Raisin’s impressive debut novel, God’s Own Country provides a compelling and unsettling insight into the intense inner workings of the mind of a disturbed and delusional young farmer in rural isolation in the North Yorkshire Moors. In a highly evocative dialect Raisin charters Sam Marsdyke’s disintegration from an ostracised oddity to a full-blown madman.
Expelled from school for allegedly attempting to rape a fellow pupil, Sam Marsdyke remains excluded from his family and gossiping community. He is confined to working the farm with his gruff, monosyllabic father and trudging across the moors, dwelling on the frustrations and injustices of his life.
Despite Sam’s distinct hostility towards the townies his interests are aroused when a London family, with an adolescent daughter, move into the neighbouring farm. The daughter’s unruly nature, coupled with her boredom, leads to an uncanny friendship between the two, and she unwittingly further encourages Sam’s fevered imaginings, setting the stage for impending tragedy.

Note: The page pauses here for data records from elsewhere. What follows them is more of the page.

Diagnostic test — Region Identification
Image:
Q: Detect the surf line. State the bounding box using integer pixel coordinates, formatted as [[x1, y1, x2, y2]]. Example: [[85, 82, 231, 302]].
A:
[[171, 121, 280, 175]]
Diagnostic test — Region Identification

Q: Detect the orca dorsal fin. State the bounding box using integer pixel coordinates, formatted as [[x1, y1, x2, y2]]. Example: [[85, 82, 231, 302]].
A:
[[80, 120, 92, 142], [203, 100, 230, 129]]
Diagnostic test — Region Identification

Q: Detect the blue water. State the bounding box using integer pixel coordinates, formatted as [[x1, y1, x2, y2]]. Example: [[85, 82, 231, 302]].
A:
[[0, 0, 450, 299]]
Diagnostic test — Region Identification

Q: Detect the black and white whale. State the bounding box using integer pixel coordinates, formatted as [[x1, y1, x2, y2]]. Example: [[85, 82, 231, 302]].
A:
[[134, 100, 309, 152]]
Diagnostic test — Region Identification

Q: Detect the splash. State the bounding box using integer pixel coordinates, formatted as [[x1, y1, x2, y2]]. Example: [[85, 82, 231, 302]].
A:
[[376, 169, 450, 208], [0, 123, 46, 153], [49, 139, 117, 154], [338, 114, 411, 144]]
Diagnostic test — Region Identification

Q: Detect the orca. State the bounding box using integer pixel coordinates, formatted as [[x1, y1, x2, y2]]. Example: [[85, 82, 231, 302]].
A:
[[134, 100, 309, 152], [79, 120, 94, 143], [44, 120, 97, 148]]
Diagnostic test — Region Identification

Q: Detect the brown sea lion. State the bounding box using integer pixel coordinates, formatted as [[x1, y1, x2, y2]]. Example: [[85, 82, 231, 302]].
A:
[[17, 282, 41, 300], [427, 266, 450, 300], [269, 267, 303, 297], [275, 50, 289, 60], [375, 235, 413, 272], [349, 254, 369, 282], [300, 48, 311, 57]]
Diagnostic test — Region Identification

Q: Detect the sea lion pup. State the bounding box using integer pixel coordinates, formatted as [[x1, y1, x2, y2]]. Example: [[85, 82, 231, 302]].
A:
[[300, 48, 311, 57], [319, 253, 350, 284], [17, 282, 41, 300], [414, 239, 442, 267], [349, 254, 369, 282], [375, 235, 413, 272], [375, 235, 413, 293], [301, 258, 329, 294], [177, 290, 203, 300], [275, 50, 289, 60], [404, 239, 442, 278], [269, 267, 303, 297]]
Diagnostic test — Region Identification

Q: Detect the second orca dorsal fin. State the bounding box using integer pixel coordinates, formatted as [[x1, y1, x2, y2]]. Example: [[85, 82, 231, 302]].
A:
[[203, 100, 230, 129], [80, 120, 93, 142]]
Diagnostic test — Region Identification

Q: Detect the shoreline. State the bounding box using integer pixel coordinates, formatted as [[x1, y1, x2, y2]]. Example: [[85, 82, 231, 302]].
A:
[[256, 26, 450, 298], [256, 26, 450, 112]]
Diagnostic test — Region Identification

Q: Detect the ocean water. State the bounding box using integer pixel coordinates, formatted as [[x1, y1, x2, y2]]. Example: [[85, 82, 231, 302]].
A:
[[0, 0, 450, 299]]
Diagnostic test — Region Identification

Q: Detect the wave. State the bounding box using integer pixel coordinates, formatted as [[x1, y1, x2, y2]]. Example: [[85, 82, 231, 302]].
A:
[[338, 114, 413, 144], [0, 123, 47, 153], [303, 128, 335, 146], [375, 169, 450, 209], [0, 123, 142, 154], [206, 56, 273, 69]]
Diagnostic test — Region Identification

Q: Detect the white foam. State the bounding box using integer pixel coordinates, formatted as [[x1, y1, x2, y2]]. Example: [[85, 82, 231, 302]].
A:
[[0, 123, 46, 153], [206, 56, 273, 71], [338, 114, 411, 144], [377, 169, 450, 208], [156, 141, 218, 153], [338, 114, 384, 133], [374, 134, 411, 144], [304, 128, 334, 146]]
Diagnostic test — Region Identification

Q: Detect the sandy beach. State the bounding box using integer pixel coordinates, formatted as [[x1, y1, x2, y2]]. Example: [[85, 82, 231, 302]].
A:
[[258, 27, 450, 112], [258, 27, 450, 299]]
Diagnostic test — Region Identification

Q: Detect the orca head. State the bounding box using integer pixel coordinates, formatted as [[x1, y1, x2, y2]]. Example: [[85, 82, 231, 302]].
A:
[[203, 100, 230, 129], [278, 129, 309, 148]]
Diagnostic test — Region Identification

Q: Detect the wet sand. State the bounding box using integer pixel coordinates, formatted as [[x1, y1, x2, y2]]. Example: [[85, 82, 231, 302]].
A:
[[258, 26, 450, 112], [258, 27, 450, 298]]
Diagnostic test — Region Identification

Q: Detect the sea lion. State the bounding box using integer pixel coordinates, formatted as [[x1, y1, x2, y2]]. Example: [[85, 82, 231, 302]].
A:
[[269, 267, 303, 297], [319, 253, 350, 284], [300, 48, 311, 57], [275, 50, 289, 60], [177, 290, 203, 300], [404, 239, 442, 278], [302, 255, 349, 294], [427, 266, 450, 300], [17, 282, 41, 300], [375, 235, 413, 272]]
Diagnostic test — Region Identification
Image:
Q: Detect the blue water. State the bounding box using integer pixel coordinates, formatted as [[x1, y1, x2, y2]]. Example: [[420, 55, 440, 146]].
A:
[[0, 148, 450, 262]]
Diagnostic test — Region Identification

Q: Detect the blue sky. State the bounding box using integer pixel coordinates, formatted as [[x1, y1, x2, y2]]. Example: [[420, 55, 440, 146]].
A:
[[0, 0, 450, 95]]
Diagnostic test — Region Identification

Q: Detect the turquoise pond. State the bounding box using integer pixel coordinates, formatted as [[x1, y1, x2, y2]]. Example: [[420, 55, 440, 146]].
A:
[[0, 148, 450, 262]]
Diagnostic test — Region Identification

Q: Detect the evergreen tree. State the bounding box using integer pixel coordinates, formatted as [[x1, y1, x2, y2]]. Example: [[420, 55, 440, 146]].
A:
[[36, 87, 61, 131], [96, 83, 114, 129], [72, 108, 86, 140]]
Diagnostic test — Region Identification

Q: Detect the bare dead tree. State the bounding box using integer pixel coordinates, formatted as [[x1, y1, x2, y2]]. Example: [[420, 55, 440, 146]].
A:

It is not the somewhat predictable storyline which makes this novel so remarkable, but the fantastically vivid, unique interior monologue of the narrator. Sam, whose love for the ‘real’, sheer Moors is depicted with vitality and dexterity, passes acutely witty observations about the kitsch, goggle-eyed world of the tourist and second homers who view famers with awe as, ‘real, living, farting Nature’. Sam’s whirling mind, filled with blasersykthes and nimrods, gommerils and nazzarts, has an engaging ability to animate everything he encounters; he can imagine the thoughts of stuffed fox head in the pub and conjure up the empty chit-chat of exasperating ramblers trundling along the moors. Its Sam’s voice, both funny and disconcerting, which renders him a pitiable yet repellent character and makes for an absorbing read.